For Kate, Happy (belated) 16th Birthday, from vea and ghostofbambi.

Conversation in C Minor

"I'm so clever," said James Potter, letting out an elitist laugh. "No one else would ever have thought of this ingenious plan." He rocked his chair back onto two legs, and almost fell, but didn't.

Lily Evans, who was sitting beside him, rolled her eyes and looked longingly at her normal seat at the front of the classroom. "If you're trying to get me to ask you about your 'ingenious plan', I'm not going to, so you're wasting your time. Do shut up."

"Aw, come on, Lily, you know you're interested." He winked at her. "I can see it in your lovely eyes."

"How can you? I'm not even looking at you," she replied, pointedly looking in the opposite direction. "And I don't care about you, or any of your, quite frankly, idiotic ideas."

"At this stage, I don't need to actually see you. I've got used to telling your moods from a distance." He nodded. "Quite frankly, if I hadn't picked that up, I'm sure I'd be missing a limb or two at this stage."

She turned her eyes upon him, nodding in agreement. "And you have no idea how much discomfort that information causes me. You are possibly the only person on earth who could forge a bond with someone who doesn't want anything to do with you, and for that, you have my pity." She gave him a tight, fake smile.

"I find it interesting that you pity me at all because that implies that you've thought about me, and that only makes me happier." He mirrored her smile.

"I have nothing to hide. I'll admit that I think of you more than one normally would think about somebody they dislike, but then, you are constantly pestering me. You play on my mind like a piece of homework I've forgotten or an argument with a friend. It's not pleasant.

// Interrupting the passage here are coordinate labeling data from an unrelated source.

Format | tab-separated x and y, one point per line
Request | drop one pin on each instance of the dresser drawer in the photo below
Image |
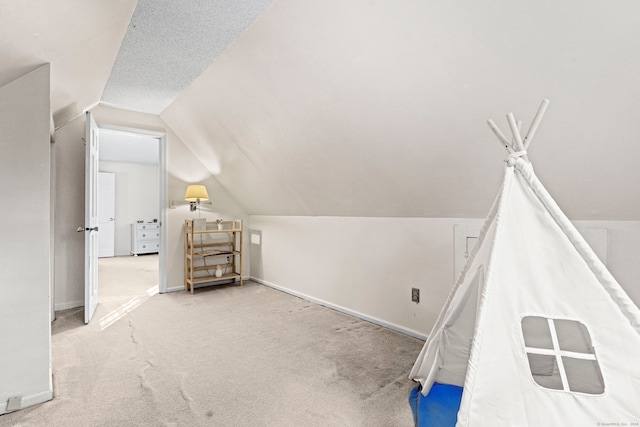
147	247
147	226
145	238
147	234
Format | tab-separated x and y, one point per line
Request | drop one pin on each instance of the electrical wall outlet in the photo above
14	403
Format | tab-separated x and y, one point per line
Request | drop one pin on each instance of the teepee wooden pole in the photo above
516	134
501	138
536	122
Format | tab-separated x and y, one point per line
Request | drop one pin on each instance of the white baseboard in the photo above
375	320
67	305
33	399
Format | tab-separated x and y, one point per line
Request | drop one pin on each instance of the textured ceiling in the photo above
359	107
379	108
171	42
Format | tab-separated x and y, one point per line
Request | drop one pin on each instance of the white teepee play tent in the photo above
536	331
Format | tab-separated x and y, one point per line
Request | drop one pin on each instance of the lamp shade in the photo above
196	193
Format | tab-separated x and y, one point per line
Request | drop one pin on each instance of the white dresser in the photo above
145	238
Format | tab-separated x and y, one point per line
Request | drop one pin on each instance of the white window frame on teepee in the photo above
557	352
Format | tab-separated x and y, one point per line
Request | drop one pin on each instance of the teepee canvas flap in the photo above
536	329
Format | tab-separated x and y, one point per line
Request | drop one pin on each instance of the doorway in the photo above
135	159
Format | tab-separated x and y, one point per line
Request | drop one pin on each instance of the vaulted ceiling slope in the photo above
79	38
378	108
369	107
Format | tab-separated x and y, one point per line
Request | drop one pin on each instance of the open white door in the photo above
91	219
106	214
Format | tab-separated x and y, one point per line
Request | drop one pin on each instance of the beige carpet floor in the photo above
225	356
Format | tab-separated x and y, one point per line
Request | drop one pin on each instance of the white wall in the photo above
369	265
25	327
137	198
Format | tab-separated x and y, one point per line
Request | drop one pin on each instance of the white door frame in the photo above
163	199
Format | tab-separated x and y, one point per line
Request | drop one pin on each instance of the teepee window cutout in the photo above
561	356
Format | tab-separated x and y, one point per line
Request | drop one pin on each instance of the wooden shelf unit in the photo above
207	249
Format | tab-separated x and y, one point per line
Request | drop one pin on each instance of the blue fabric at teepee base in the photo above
439	408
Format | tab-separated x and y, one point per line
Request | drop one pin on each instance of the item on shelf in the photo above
212	256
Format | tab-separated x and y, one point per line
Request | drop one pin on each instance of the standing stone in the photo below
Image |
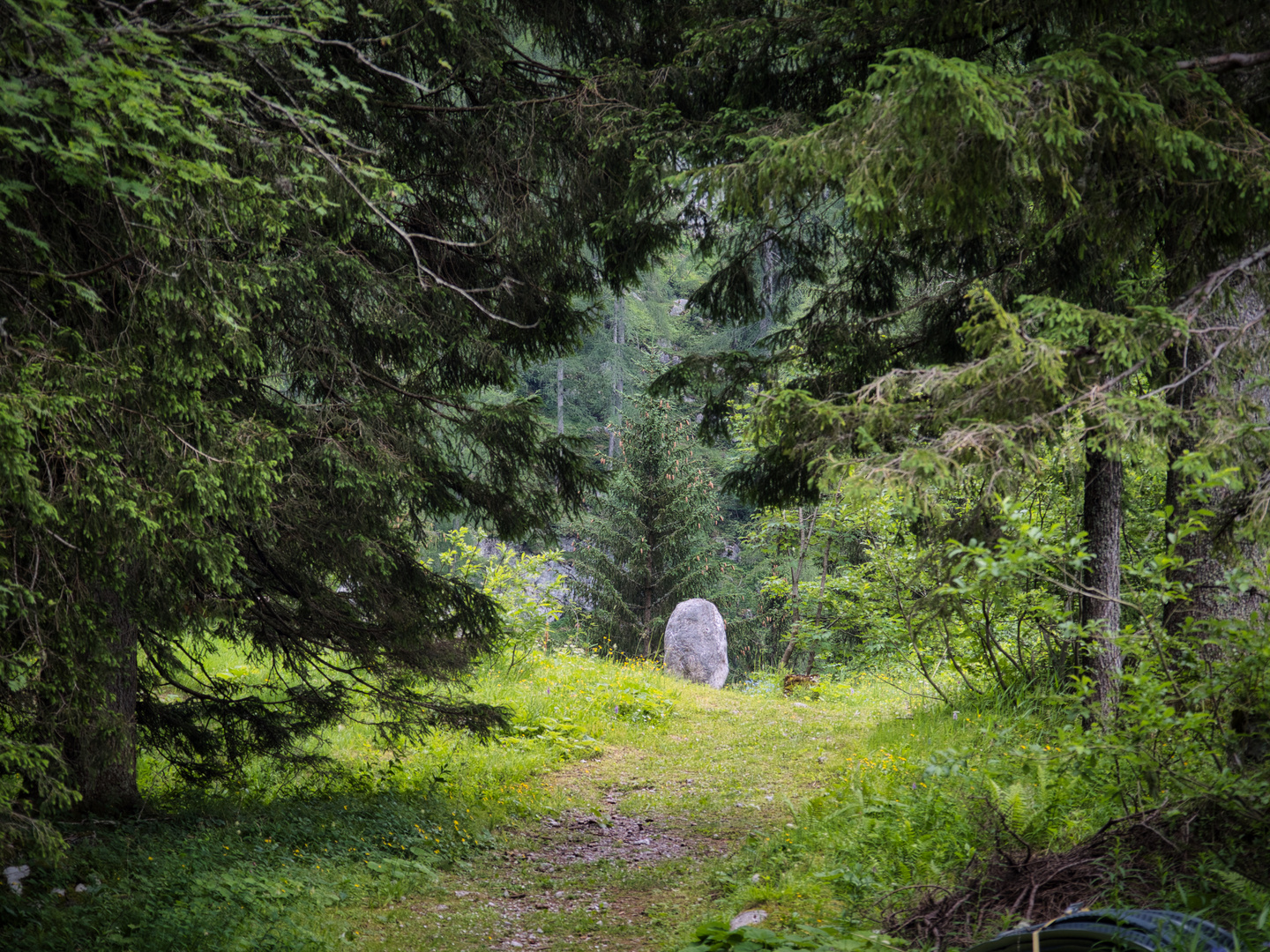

And I pity you because you persist in trying to woo someone who has no romantic interest in you whatsoever. It's very sad." She flipped her hair over her shoulder and jotted down a few points that Flitwick had just written down. "You know, being forced to sit in the back has some advantages, mainly the fact that Professor Flitwick doesn't have very good hearing. Pity about the company."

"That's all right," James said, twirling his quill around his fingers. "The mere fact that you not only think about me more than other people, but also that you're willing to admit it, means we're making progress. So, really, it's just a matter of time before I wear away at you enough."

Flitwick paused in his lecture, and so did James. When the professor started up again, James continued, "Not to insult you, but how did it take you seven years to realize that he has bad hearing? I've been holding many the philosophical conversation in class, and he's yet to catch me. I am a master," he declared.

Lily laughed quietly. "I've been sitting in the front seat for six and a half, not seven, years, James. I assure you that you're not a master of holding secret, philosophical conversations. You get caught in Transfiguration and Arithmancy practically all the time. And again, I pity your false front of bravado. My thoughts of you are never pleasant, unless you count the ones that involve homicide." She looked away again, smiling to herself.

"You can play all the semantic games you'd like, but I'm prepared to defend my bravado. There's no difference between six and a half and seven in the long run, and I never claimed to be a master during other classes that have professors with some modicum of hearing; my assertion was only meant for Charms." He scribbled something down, humming softly.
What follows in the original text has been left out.